What do you guys think about my tacoma pulling the 6x12 from Mississippi to ND? I pulled it on a 5hr trip already and it did ok as far as milage, but i'm a little hesitant to take it on the 24hr or so drive.


----------



## jpallen14 (Nov 28, 2005)

just don't drive 80 up the interestate. If their is a strong north wind it might take a few extra hrs.


----------



## Save Hens (Mar 15, 2008)

Thats a damn far drive for a 6 banger...it seems like there is always some kinda wind..


----------



## Andy Weber (Nov 18, 2009)

Everyone will tell you different opinions. I have a 6 banger in my colorado and pull a 6 x 12 all over. Just watch your truck. If your any kind of mechanic, just watch the temp, maybe take a break half way and let it cool and check the tranny if you have the sensors or tools. keep it in towning gear or out of over drive and like said, only drive it as fast as it wants to go.


----------



## beakbreakers (Apr 24, 2010)

im pulling a 6*10 with a ranger with the 3.0 v6 5 speed. like said above keep it out of overdrive and dont push it past its limit. wind is guaranteed and most likely a headwind. north wind is predominant seems like around here....especially if you are driving into it :wink: just take it easy and give yourself plenty of time and you will be fine.


----------



## PopaRobH (Sep 19, 2010)

I towed a 16 foot travel trailer 1000 miles from San Francisco CA to Spokane WA with a Toyota Highlander 6 cylinder AT last summer. The trailer weighed close to 3000 lbs gross and did not have working electric brakes. The Toyota Tacoma pickup with 6 cylinder engine is about the same weight capacity and power as the highlander and it should haul a 6 x 12 trailer over a long distance without any major trouble as long as the weight capacity of the trailer and towing vehicle is not exceeded, however there are a couple things to be careful of:

Braking distance is greatly reduced when towing a trailer. Drive slow and be extra careful in mountains and tight turns.
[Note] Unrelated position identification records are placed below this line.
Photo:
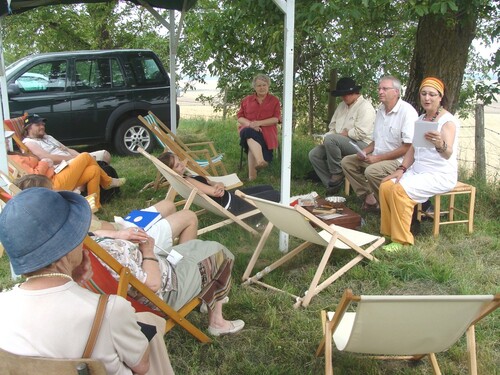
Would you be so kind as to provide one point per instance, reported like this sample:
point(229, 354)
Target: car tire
point(132, 134)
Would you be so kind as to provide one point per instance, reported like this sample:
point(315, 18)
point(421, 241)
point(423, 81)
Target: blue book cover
point(143, 219)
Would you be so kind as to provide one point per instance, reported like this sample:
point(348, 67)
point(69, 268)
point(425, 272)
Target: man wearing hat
point(351, 124)
point(50, 314)
point(45, 146)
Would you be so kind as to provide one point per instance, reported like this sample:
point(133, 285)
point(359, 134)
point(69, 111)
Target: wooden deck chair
point(207, 158)
point(179, 185)
point(404, 327)
point(16, 125)
point(103, 282)
point(299, 223)
point(14, 364)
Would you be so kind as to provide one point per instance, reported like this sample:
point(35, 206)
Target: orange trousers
point(83, 170)
point(396, 209)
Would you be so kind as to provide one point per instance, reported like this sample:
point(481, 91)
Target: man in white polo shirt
point(392, 136)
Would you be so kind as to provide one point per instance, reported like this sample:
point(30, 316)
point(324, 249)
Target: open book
point(143, 219)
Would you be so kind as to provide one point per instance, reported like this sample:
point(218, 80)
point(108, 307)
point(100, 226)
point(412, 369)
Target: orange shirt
point(32, 165)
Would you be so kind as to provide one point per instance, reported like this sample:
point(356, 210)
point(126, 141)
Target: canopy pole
point(288, 7)
point(173, 78)
point(4, 112)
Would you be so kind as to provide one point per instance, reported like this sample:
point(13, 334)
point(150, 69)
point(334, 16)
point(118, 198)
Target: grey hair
point(261, 77)
point(395, 82)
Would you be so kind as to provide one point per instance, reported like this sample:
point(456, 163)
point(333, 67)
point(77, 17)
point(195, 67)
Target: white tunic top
point(430, 173)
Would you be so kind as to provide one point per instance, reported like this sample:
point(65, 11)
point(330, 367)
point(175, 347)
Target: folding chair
point(14, 364)
point(16, 125)
point(203, 158)
point(404, 327)
point(103, 282)
point(298, 222)
point(179, 185)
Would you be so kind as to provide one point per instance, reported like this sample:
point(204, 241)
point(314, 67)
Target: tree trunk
point(441, 49)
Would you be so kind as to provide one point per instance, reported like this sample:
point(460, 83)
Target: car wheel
point(132, 134)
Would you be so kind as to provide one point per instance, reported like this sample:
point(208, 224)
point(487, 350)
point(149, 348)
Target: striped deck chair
point(207, 158)
point(103, 282)
point(404, 327)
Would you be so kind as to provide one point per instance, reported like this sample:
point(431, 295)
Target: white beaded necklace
point(54, 274)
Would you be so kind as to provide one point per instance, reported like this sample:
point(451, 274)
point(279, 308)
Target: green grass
point(278, 339)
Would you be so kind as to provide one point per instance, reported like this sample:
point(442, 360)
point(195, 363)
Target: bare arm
point(446, 136)
point(42, 154)
point(213, 189)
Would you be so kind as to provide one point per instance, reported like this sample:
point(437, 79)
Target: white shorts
point(161, 232)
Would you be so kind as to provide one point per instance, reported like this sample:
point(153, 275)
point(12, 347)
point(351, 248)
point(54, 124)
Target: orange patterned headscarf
point(434, 83)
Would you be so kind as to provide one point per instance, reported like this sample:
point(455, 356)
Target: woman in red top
point(257, 119)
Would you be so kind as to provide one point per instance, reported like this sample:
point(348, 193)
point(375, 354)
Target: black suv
point(91, 97)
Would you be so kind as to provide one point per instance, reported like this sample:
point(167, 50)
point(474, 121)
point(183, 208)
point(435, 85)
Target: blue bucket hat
point(40, 226)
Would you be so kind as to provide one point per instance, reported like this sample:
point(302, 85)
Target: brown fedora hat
point(345, 86)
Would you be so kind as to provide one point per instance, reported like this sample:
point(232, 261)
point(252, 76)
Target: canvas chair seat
point(412, 327)
point(103, 282)
point(14, 364)
point(179, 185)
point(300, 223)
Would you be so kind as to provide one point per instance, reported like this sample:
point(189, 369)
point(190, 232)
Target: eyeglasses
point(431, 94)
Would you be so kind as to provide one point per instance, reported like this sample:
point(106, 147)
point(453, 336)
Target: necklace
point(54, 274)
point(436, 115)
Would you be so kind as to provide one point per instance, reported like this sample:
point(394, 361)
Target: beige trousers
point(366, 178)
point(396, 209)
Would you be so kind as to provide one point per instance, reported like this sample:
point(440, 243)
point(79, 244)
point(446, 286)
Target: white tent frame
point(286, 6)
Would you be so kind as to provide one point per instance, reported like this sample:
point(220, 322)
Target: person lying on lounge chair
point(217, 191)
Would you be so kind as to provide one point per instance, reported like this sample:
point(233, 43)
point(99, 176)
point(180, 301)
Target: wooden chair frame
point(14, 364)
point(488, 305)
point(128, 280)
point(179, 185)
point(461, 188)
point(300, 223)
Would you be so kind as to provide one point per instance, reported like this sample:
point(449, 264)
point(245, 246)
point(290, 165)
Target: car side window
point(92, 74)
point(118, 80)
point(146, 70)
point(47, 76)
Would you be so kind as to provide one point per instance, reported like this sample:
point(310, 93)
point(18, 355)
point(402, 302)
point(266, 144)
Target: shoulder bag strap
point(96, 326)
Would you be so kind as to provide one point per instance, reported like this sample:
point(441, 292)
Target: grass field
point(278, 339)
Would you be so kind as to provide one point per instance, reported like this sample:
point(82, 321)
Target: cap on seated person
point(33, 119)
point(40, 226)
point(346, 86)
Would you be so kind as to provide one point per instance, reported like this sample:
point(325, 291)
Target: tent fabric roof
point(19, 6)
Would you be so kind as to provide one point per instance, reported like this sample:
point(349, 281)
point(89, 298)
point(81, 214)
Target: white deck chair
point(179, 185)
point(298, 222)
point(404, 327)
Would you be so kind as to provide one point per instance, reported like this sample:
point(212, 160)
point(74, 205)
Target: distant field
point(190, 108)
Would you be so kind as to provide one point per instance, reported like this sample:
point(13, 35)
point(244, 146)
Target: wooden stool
point(461, 188)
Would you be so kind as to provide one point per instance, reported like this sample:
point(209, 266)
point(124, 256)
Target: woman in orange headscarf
point(425, 171)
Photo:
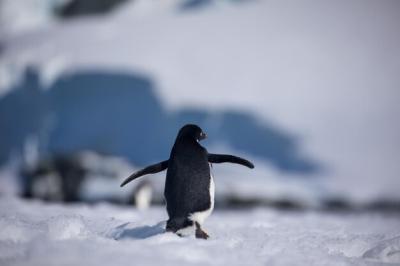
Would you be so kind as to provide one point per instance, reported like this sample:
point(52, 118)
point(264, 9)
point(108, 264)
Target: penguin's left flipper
point(151, 169)
point(226, 158)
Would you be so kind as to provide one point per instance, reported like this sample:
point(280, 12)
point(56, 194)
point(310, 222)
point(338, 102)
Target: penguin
point(189, 186)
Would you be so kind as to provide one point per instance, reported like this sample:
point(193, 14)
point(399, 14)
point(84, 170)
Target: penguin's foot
point(200, 233)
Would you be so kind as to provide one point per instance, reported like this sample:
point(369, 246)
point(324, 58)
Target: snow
point(34, 233)
point(332, 82)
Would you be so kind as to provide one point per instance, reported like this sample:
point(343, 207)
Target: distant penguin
point(189, 187)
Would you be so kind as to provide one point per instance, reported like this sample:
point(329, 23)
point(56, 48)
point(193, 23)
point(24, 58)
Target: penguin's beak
point(203, 135)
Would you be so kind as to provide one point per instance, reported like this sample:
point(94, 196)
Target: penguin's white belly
point(200, 217)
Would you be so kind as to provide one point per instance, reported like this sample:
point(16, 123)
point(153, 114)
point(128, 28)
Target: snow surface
point(334, 82)
point(34, 233)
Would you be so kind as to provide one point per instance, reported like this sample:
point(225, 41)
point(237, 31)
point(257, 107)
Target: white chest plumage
point(200, 217)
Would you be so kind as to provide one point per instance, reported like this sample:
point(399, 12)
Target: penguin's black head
point(192, 131)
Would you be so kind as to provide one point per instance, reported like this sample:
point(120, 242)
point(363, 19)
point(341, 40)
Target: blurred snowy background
point(308, 90)
point(92, 90)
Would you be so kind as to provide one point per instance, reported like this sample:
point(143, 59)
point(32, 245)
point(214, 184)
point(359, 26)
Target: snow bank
point(334, 82)
point(33, 233)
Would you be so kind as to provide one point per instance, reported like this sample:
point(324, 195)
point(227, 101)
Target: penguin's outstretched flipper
point(151, 169)
point(226, 158)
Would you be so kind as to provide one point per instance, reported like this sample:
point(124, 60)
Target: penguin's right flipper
point(151, 169)
point(226, 158)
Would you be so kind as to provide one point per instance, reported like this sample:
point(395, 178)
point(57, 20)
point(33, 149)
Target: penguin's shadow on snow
point(120, 114)
point(142, 232)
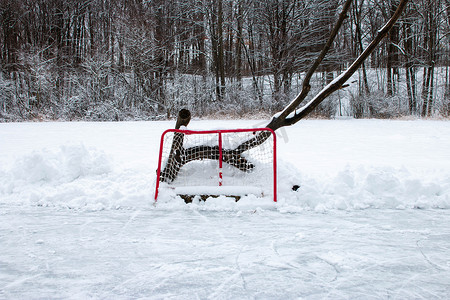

Driving for long distances, especially uphill or against the wind and during hot weather will tend to overheat the transmission. If the weather conditions are very hot, you might consider driving at night or start very early in the morning. If this is just a one time trip, your transmission will most likely be fine as long as you keep an eye on the warning lights and don't push it too much. If you haul heavy loads over long distances regularly, consider adding a transmission cooler to the vehicle.


----------



## if it flies it dies1 (Mar 22, 2008)

I had a 2007 yota with the 4.0 and i pulled a 6x12 with no problem at all. GO YOTAS


----------



## SNOTS (Feb 27, 2010)

Go a head and pull it. If it breaks down you cans stop and buy a ford and put the toyota in the trailer. 6x12..... it should fit! haha


----------



## Save Hens (Mar 15, 2008)

SNOTS said:


> Go a head and pull it. If it breaks down you cans stop and buy a ford and put the toyota in the trailer. 6x12..... it should fit! haha


Or a Chev, but i like it.. :rollin: :rollin:


----------



## Andy Weber (Nov 18, 2009)

Save Hens said:


> SNOTS said:
> 
> 
> > Go a head and pull it. If it breaks down you cans stop and buy a ford and put the toyota in the trailer. 6x12..... it should fit! haha
> ...


No no, you stop and buy the chevy after the ford quits, then you can stack them in the trailer and pull it home with a real truck!


----------



## Save Hens (Mar 15, 2008)

like a tacoma right... :wink:


----------